All becomes clear

February 23, 2000
Issue 

Review by Mark Stoyich

A Streetcar Named Desire
Ensemble Theatre Company
The Playhouse, Sydney Opera House
Until March 4

Once again, Tennessee Williams' clanking streetcar goes up and down the French quarter through one old street after another. Though one of the greatest post-war US plays, it's not the greatest (that's probably Death of a Salesman). It is, however, the best known today.

Quick test: try to quote a line from Look Back in Anger, or any other important 1950s play. But almost everyone can recall "Whoever you are, I have always relied on the kindness of strangers"; or at least a man in a singlet bellowing "Stella!". Certainly, Streetcar is the only modern play to have been performed in an episode of The Simpsons.

The reason for this is probably the movie version, with Vivian Leigh and Marlon Brando. The fame of this film created an audience for any subsequent production, but it also created a problem.

Brando's portrayal of Stanley Kowalski was the first time in human history that a man had been displayed as a sex object, attractive not for his nice smile or well-cut suit like previous movie stars, but for his muscularity and brute force. This bit of rough trade hung around in the public imagination as an archetype of masculine beauty and now, of course, reigns supreme.

So what should a modern stage production do about Stanley? In the '90s, you expect a theatre company — especially in Sydney — to use a gym-produced hunk, which would be good box office but not make much sense as a working-class Joe in the '40s.

Stanley has to be desirable, enough so that his wife Stella would want to stay with him despite his deliberate cruelty to her sister Blanche. But it is to the Ensemble production's credit that it used an old-fashioned looking, believably brawny actor (Simon Westaway).

This Stanley is not the autonomous brute that Brando played. He is a little vulnerable, a little more sympathetic. There is also a suggestion that he's attracted to Blanche, as well as being jealous of the attention she's getting from Stella. In Brando's version, Stanley seems to crush Blanche merely because he's strong and she's fragile.

The other great character, a meal for any actress (or actor in drag, for that matter) is, of course, Blanche du Bois. Blanche is as unlikely as she is believable: partly the last gasp of the Southern belle tradition and partly Williams himself.

Desire and its opposite, death, haunt Blanche and bring her downfall. "I have only one major theme for all my work", Williams said, "the destructive impact of society on the sensitive, non-conformist individual".

But it isn't only Blanche who is destroyed in this play.
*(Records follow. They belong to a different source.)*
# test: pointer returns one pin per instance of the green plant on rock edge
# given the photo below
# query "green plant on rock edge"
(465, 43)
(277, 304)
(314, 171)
The reason for Blanche's turn towards promiscuous sex and alcohol, and her growing madness, is fudged in the movie version; it isn't clear why her young and beautiful husband, many years before ran out of the ballroom onto the terrace and blew his head off in the middle of a Chopin waltz.

In the original, Stella tells Stanley that Blanche's husband was a "degenerate", a code word of the time for homosexual, and Blanche describes entering a room which she thought was empty, "but which contained two people — my husband and another person". Later, on the ballroom floor, Blanche let slip a cruel remark that drove the poor tormented young boy ... etc.

So, Blanche's destruction may be seen as the result of her own guilt at not having answered her husband's pleas for help and understanding, even a sort of justice. After all, as Blanche says, the one unforgivable thing is not promiscuity but deliberate cruelty.

All this becomes clear in Ensemble's fine production, and all credit is due to Carol Willesee's portrayal of Blanche and Sandra Bate's direction.